Seperti Marlin, gadis yang sempat belajar sekaligus bekerja (on the job training) pada sebuah perusahaan penerbangan di Bandung. Marlin asal dari Kodi, bekerja dan belajar pada sebuah perusahaan pelayanan penerbangan di Bandung. Bahkan, atasannya melihat kemampuannya bekerja dan mempromosikannya untuk pindah dari cabang Bandung ke cabang Palembang dan Jambi. Namun, ketika sang ayah memanggil pulang, Marlin pun terpaksa pulang. Meski atasannya meminta ijin kepada sang ayah, sang ayah tetap tak mengijinkan. Marlin yang anak perempuan tertua di keluarganya terpaksa memupus keinginannya dan kembali ke Sumba.

Kisah seperti Marlin, bukan hanya satu. Banyak Marlin-marlin lain yang terlibat dalam pelatihan kepemimpinan di Weetabula itu. Memupus keinginan karena minimnya dukungan keluarga, bahkan ketika dukungan tersebut hanya berupa ijin, bukan harta-benda.

Ada pula kisah Vera, yang gemar membaca, dan ingin menjadi penulis. Dia mulai merintis menjadi penulis, dengan memulai menulis kisah-kisah sehari-hari yang dia alami. Tetapi, lagi-lagi, Vera yang gadis asal Lewa ini, tidak memiliki arena menyalurkan bakatnya, dan tak ada tempat bertanya.

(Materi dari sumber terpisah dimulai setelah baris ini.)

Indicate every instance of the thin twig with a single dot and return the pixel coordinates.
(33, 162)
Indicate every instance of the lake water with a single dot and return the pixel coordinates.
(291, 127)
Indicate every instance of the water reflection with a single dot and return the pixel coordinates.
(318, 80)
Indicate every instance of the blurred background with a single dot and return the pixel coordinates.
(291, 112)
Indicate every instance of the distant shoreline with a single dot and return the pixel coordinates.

Tetapi di dalam tantangan serupa itu, remaja-remaja Sumba bukanlah remaja yang mudah patah semangat. Lewat proses bersama selama 3 hari, mereka mencoba menemukan siapa mereka, apa yang mereka miliki, dan bagaimana mereka mengelola kekuatan, potensi, dan solidaritas untuk menciptakan hal-hal luar biasa. Tidak sedikit yang bermimpi untuk orang lain, menjadi lilin, terang atau garam dunia.

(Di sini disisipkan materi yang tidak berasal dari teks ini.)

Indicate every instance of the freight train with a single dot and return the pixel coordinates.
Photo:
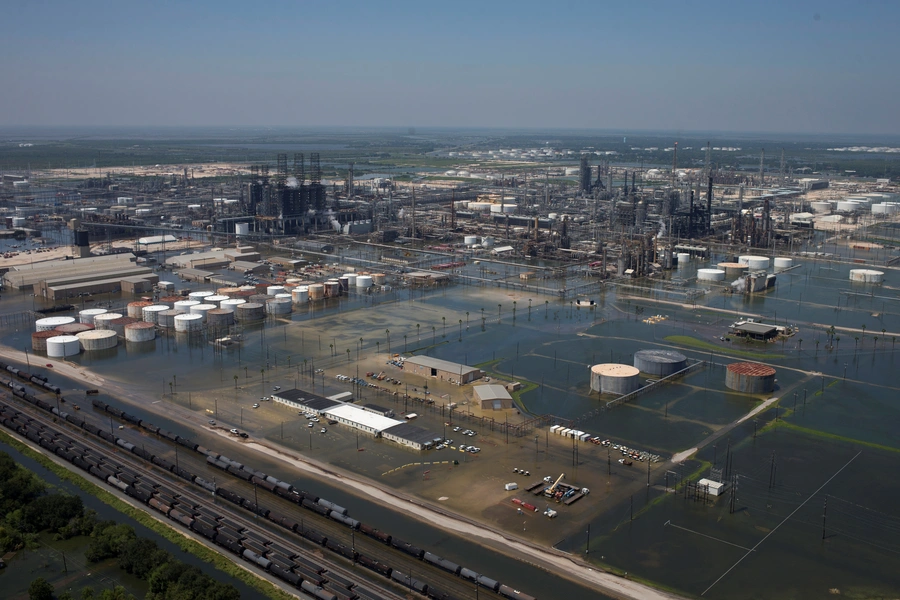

Seperti Yanti, gadis yang gagal kuliah karena tidak memiliki biaya. Yanti yang aktif di Gereja dan organisasi kesehatan reproduksi remaja punya mimpi menjadi motivator remaja, dan memiliki “rumah” bagi remaja-remaja yang terpinggirkan agar mereka memiliki kebanggaan bagi dirinya, keluarga, dan produktif.

Juga Jhoni, pemuda petani asal Sumba Barat Daya yang ingin menjadi petani sukses sekaligus memulihkan kembali hutan-hutan yang ada di Sumba. Begitu mulia, dan begitu sadarnya pada kondisi kampung halamannya. Di sisi yang lain, banyak mereka yang mengenal bakatnya dalam hal musik, menggambar. Pertanyaan besarnya, bagaimana mereka secara pribadi atau berkelompok bisa berkarya dan menghasilkan kebanggaan diri.

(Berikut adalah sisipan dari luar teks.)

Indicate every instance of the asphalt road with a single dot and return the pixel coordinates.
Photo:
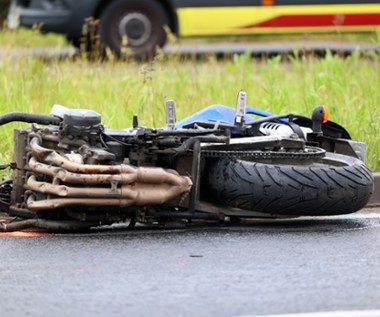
(287, 266)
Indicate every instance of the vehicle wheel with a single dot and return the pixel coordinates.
(140, 22)
(335, 184)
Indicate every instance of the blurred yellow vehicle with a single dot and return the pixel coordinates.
(142, 21)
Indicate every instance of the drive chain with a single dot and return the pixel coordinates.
(307, 153)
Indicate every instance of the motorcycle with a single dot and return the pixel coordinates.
(71, 172)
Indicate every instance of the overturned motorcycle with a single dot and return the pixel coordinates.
(70, 172)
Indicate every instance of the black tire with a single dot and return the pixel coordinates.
(140, 21)
(336, 184)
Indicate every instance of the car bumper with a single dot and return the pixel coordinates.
(48, 18)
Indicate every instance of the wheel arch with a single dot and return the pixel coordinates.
(166, 4)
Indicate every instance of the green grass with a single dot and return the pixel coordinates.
(350, 87)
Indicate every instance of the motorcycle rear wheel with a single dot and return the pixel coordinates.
(335, 184)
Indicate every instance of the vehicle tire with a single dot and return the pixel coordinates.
(335, 184)
(141, 22)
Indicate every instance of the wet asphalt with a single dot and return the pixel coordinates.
(266, 267)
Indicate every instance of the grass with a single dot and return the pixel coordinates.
(350, 86)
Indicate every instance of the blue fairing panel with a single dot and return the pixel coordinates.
(221, 113)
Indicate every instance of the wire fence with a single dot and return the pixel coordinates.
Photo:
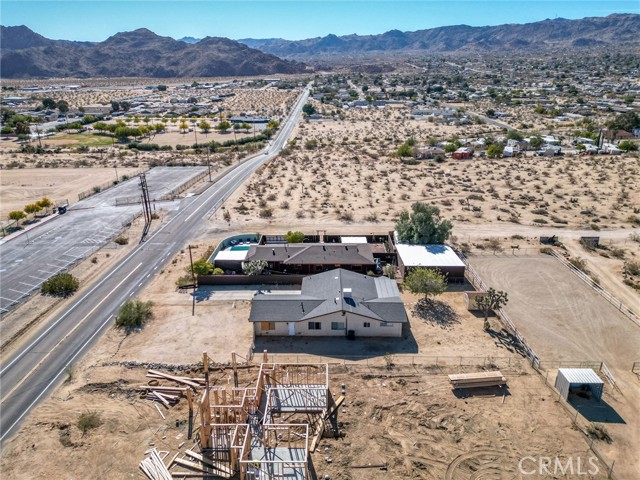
(591, 283)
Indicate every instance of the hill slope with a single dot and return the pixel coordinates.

Secara bersama melalui bermain, bernyanyi, berkarya, berpuisi, dan menari bersama, para remaja Sumba mencoba mendorong proyek-proyek perubahan dalam 1 tahun ke depan. Proyek yang dirasa cocok dengan semangat, dan kekuatan mereka. Setidaknya 7 proyek yang dirancang remaja untuk merebut masa depan. Remaja Wejewa Barat dan Kota Weetabula, membuat proyek “Ayo Berkebun” buat remaja. Mencoba mendorong remaja agar mencintai kebun, mencintai alam, dan mencintai profesi petani.

Remaja Kodi, sangat memiliki perhatian pada pendidikan. Mereka merancang proyek-proyek pemberantasan buta aksara dan juga kecintaan terhadap buku dan membaca. Mereka mentargetkan puluhan bahkan ratusan anak bisa baca tulis dan bersemangat pergi ke sekolah dengan moto “membuat yang biasa menjadi luar biasa”.

Di Sumba Timur, sekelompok remaja dari kecamatan Melolo bergumul dan menghasilkan proyek “Go to America”. Ini adalah sebuah proyek bagaimana meningkatkan kegemaran anak-anak terhadap bahasa Inggris. Mereka ingin membuat lompatan komunikasi dan bahasa.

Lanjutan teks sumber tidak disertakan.